By contrast, when an individual has a Medicare Advantage plan, approval of PAs is often required before the individual is admitted to skilled nursing facilities so that the plan can pay for a portion of the individual’s nursing home care.

The need for a PA can delay the timely admission of patients to SNFs. For example, network restrictions on specific authorized SNFs negatively impact SNFs that rely heavily on Medicare Advantage patients to support admissions. This can lead to a reduction in patient volume and financial uncertainty for the SNF. Admission delays caused by the timeframes for Medicare Advantage plans’ approval of PAs can also result in reduced revenue for SNFs.

A Senate subcommittee Report in the Fall of 2023 determined that the nation’s three largest Medicare Advantage plan insurers between 2019 and 2022 – United Healthcare, Humana, and CVS – intentionally denied PAs to boost the insurance companies’ profits, including United Healthcare, the PA denial rate of which for SNF stays increased 800% between 2019 and 2022. See McKnights, supra; see also, McKnights Long-Term Care News, Senate report hits top 3 Medicare Advantage insurers over ‘refusal’ of skilled nursing, other coverage (October 18, 2024), available at https://www.mcknights.com/news/senate-report-hits-top-3-medicare-advantage-insurers-over-refusal-of-of-skilled-nursing-other-coverage/ (last visited February 10, 2025).

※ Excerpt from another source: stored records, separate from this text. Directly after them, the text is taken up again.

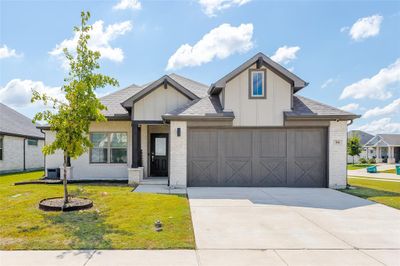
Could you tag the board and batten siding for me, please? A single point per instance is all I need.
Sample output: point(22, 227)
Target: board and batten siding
point(257, 112)
point(158, 102)
point(82, 168)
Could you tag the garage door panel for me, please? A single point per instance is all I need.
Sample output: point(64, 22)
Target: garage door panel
point(203, 172)
point(270, 172)
point(294, 157)
point(308, 143)
point(203, 143)
point(272, 143)
point(236, 172)
point(308, 173)
point(237, 143)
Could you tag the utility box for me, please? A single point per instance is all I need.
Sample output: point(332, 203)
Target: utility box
point(53, 173)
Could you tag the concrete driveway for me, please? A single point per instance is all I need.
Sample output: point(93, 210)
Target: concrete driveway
point(293, 226)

Medicaid Advantage plans have also customarily required repeat PAs during an enrollee’s continuous stay at a SNF, despite a 2024 Rule by which CMS attempted to compel insurers to reduce their repeat PA requirements. See McKnights, supra. If a SNF does not timely submit the necessary paperwork on the repeat PA, this can lead to the denial of part of a continuous SNF stay that had been initially approved. See McKnights, supra. Moreover, if Medicare does not cover the SNF care due to a denied PA, the SNF cannot privately recover the balance.

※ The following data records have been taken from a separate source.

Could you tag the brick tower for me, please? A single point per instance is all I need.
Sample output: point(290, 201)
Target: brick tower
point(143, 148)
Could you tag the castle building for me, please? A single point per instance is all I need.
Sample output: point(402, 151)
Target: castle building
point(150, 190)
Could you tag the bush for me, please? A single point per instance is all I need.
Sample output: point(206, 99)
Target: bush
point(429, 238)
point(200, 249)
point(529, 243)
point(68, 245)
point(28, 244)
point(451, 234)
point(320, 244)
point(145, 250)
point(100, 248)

  1. Recommendations for SNF Management of Medicare Advantage Plan PA Denials

SNFs would benefit from more appeals from Medicare Advantage plan PA denials. In 2023, “insurers fully or partially denied 3.2 million prior authorization requests, or about 6.4%[, and o]nly 11.7% of those denials were appealed.” See McKnights, supra, referencing KFF’s Analysis. Between 2019 and 2023, denied PA requests that were appealed were overturned at a rate of 81.7%. See McKnights, supra.

SNFs may also benefit from more lobbying efforts at the Federal level. While legislation to curtail Medicare Advantage plan denials of PAs has not yet been enacted, bipartisan support of a majority of members of Congress in both houses allegedly exists. See McKnights, supra.

  1. Conclusion

Medicare Advantage plans offer expanded benefits to enrollees. On the other hand, the increased use of PAs by the health insurance companies managing these plans negatively affects SNFs. Traditional Medicare plans require far fewer PAs and do not negatively impact SNFs. The intricacies of administrative and PA approval for Medicare Advantage enrollees can complicate care delivery, increase costs, and reduce SNF admissions and recoveries. It will be critical for SNFs to play an active role in finding and advocating for solutions that balance cost control with the timely provision of essential care for Medicare beneficiaries.